Yes, you paid into it, as did your employers, a total of 14.75% of your annual salary.
But if you retire at 66 and live to be 86, you will collect (at the current payment) nearly €243,000 in benefits (and at least another €161,700 if you also claim for an adult dependent). Even if you earned the average industrial wage every year of your working life, the amount paid into the Social Insurance Fund (which is not exclusively for pensions) would have been far, far less than what you will collect.
Most civil and public servants who receive a final salary defined benefit pension (half salary, plus 1.5 times final salary as a taxable lump sum) will enjoy a greater income than if they received the State pension. But the people who will struggle most, are those members of defined contribution or self employed pensions who, on average will end up with private retirement incomes of between €3,000 - €5,000 per year. Without the state pension, which represents c33% of the average industrial wage, many would be destitute.

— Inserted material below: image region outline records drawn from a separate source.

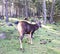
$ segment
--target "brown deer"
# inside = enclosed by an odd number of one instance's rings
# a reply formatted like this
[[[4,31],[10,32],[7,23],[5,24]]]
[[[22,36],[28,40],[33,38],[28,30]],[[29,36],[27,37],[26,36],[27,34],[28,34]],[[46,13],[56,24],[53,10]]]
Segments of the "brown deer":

Until governments start taking action on the funding and sustainability of ALL pensions, you need to:
Review your PRSI contributions. The eligibility rules keep changing. Will you have paid enough to claim your pension at retirement age?
Do you have a private pension? How much of your salary are you and your employer contributing? You should be allocating at least 10% of your gross salary…from the moment you start working.
Are you nearing retirement age, (say within 10 years)? Get an accurate assessment of what your fund is worth now and how much income and tax free lump sum that represents. Get a forward estimate as well. Will it be enough, with the state pension, for you to live on?
If you are facing a pension income shortfall, get ALL your retirement provision reviewed by an independent, impartial adviser. See www.sfpi.ie for a financial planner near you.